Well, sure. As exchemist pointed out, this description doesn't make much sense. Putting aside for the moment the very real issues with energy in physical systems exchemist has already pointed out, I'm not sure what it means to speak of the "infinitesimal end of the quantum vacuum's vibrations."
It is true that our understanding of the vacuum state(s) in its various incarnations in relativistic physics is still a matter of some debate. Operationally, when one wishes to construct a quantum theory that obeys the relevant transformations demanded by any relativistic theory, one immediately runs into several issues. To some extent, these issues are "resolved" in modern physics using a combination of different phenomenological, mathematical, metaphysical, operational, and empirical approaches (EFTs alone combine not only different interpretations of the phenomenology of HEP physics but also the meaning(s) underlying the regularization and renormalization required for finite results in relativistic QFT).
But "infinitesimal" and "quantum" have some degree of inherent contradictions embedded in them. Infinitesimals are usually referenced with respect to the continuum, understanding continuity here in the sense of the usual topology of e.g., the real number line (in contrast, one can define infinitesimals in terms of the epsilon-delta approach to limits and so forth from elementary calculus, but this definition can be defined for the rational numbers without embedding them in the reals; the result is a mess in which most of the very basic theorems of calculus vanish because the rationals are not (Cauchy) complete).
Putting aside also the discreteness inherent in many aspects of quantum theory vs. the continuity implied by infinitesimals, we run immediately into another problem.
The vacuum state in quantum theory is typically the result of the transition from the domain of quantum mechanics to that of relativistic quantum theory and in particular (relativistic) quantum field theory. For various reasons, in this approach one no longer treats space (or spatial coordinates via position) using the methods from non-relativistic quantum mechanics (NRQM). This is because relativity demands some degree of equal treatment for spatial coordinates and time, whereas in NRQM time is generally a parameter and space an operator.
The way in which this equal footing for space and time is achieved is by demoting the position operator and treating what would have been or were operators in NRQM as the "particles" or physical systems acting on the vacuum. So, returning to the discussion of electrons, in the NRQM described by Dr.

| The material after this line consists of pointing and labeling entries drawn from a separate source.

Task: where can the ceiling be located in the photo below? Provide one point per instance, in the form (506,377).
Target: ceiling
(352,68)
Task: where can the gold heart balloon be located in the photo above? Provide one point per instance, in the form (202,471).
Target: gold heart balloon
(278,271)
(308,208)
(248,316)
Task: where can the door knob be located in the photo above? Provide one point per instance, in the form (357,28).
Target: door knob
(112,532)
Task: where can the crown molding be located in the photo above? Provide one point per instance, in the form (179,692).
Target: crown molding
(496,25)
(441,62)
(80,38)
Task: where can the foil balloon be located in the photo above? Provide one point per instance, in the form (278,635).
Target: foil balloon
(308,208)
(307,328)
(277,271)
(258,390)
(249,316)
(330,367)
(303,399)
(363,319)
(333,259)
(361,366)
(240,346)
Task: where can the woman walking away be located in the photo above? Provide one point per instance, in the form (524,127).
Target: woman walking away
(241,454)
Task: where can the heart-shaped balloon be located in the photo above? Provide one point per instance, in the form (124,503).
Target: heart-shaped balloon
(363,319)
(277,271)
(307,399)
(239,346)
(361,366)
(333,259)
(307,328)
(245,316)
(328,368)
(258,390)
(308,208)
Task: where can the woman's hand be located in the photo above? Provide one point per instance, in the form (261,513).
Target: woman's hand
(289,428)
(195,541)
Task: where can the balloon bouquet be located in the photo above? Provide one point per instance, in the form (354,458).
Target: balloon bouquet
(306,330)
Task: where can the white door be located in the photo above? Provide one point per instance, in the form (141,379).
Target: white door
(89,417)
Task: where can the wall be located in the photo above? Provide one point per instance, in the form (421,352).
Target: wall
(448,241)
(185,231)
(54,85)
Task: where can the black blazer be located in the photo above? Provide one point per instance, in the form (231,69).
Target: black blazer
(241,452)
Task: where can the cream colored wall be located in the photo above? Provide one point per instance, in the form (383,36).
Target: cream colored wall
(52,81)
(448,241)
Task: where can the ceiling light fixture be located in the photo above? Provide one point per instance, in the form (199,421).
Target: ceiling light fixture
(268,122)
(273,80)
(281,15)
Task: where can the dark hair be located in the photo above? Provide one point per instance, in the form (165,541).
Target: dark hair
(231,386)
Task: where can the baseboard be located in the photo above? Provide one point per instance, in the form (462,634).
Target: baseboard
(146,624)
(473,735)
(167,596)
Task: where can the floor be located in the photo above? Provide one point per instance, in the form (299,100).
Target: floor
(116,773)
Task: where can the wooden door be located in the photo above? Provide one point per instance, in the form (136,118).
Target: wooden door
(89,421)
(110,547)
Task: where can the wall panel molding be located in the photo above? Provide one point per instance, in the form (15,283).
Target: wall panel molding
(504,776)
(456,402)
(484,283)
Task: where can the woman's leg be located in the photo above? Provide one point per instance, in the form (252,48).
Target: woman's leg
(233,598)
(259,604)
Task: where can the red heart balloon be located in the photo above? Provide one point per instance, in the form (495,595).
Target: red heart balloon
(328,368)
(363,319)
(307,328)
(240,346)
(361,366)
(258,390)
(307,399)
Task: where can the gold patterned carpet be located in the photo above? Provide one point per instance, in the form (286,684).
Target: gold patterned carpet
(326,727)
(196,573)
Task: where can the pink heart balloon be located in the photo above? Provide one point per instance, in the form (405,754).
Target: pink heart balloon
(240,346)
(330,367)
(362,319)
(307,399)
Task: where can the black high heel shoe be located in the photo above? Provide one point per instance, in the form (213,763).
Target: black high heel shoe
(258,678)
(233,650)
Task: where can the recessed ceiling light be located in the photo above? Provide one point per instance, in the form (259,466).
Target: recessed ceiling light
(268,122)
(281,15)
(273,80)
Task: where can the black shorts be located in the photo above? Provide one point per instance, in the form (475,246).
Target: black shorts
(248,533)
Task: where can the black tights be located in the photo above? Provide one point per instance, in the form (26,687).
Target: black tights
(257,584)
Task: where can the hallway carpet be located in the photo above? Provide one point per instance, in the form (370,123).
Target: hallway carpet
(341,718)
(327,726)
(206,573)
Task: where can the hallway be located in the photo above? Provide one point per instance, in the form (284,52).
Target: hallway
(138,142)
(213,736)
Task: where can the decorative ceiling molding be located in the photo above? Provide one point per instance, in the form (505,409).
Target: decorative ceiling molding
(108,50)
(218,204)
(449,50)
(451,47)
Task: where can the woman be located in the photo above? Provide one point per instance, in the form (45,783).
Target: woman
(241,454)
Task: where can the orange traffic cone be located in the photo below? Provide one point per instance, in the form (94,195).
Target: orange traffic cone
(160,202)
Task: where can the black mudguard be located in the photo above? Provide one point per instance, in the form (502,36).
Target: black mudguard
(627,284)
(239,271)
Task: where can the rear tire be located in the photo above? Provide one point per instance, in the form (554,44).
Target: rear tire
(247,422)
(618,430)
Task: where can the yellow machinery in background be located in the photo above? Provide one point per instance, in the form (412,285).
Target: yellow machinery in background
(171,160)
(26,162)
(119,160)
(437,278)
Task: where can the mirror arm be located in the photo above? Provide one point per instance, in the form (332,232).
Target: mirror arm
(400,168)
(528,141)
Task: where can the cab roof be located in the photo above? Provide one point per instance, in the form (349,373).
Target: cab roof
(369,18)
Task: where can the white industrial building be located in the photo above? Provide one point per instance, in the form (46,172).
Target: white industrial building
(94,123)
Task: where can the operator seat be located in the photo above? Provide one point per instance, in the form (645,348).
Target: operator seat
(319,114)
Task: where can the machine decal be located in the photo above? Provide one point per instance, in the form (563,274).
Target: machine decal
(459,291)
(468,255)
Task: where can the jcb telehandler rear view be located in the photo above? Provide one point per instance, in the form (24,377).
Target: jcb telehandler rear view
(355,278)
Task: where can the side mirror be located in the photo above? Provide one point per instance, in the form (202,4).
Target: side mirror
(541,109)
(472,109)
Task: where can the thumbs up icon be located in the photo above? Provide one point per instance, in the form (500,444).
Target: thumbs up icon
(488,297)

Bryan the (information about) the electron is encapsulated in the corresponding wavefunction and one obtains information about e.g., its spatial coordinates via the position operator, whereas in quantum field theory the "electron" is itself an operator that itself acts on the vacuum state |0>.
In none of this do we get something like "the quantum vacuum's vibrations, and the forms it takes such as spherical clouds" in any sensical manner. Raising and lowering operators are not really akin to "vibrations" in any intuitive sense one may have unless one has studied harmonic oscillator in classical and quantum theory.
I disagree. In fact, it is in our limited understanding of the vacuums state and of quantum field theory more generally (beyond operational understanding) that we run into obstacles here. If we can't really understand the manner in which to interpret what should have been basic, fundamental physical properties that instead must become running constants in some renormalization scheme in order to yield finite results, we can hardly look here to understand how to combine this knowledge gap with another we are trying to fill.
More importantly, we should instead take the results of quantum theory and the evolution/history of our understanding of it as a guide here, and note how far we pushed the limits of classical physics and its corresponding classical atomism, reductionism, and theoretical structure when we banished from any possible role the very mechanisms that enable physics to begin with. For Newton and contemporaries, as well as for many of those who came later but were instrumental in contributing to modern physics (e.g., Maupertuis, Euler, etc.) the external picture painted by a dynamical cosmos evolving from initial conditions was literally a God's eye view. We could understand the universe (or, more importantly, God) by seeking out those laws which the Creator imbued his creation with. To do so, each experiment (realized or in thought) corresponded to a kind of miniuniverse in which we imagined a perfectly isolated combination of system+environment so as to exclude our roles as observers as well as render negligible any possible other external influences.
Quantum theory, whatever else it has done, forced us to realize that this idealization cannot be fundamental, nor can it be extrapolated universally. We have long since dispensed with the need to invoke a creator or any similar Cause underlying the "laws" of modern physics. But we can no longer seriously consider how we have excluded ourselves from the structure of physical theories while extrapolating the governing equations, laws, dynamics, etc., in these theories to hold universally.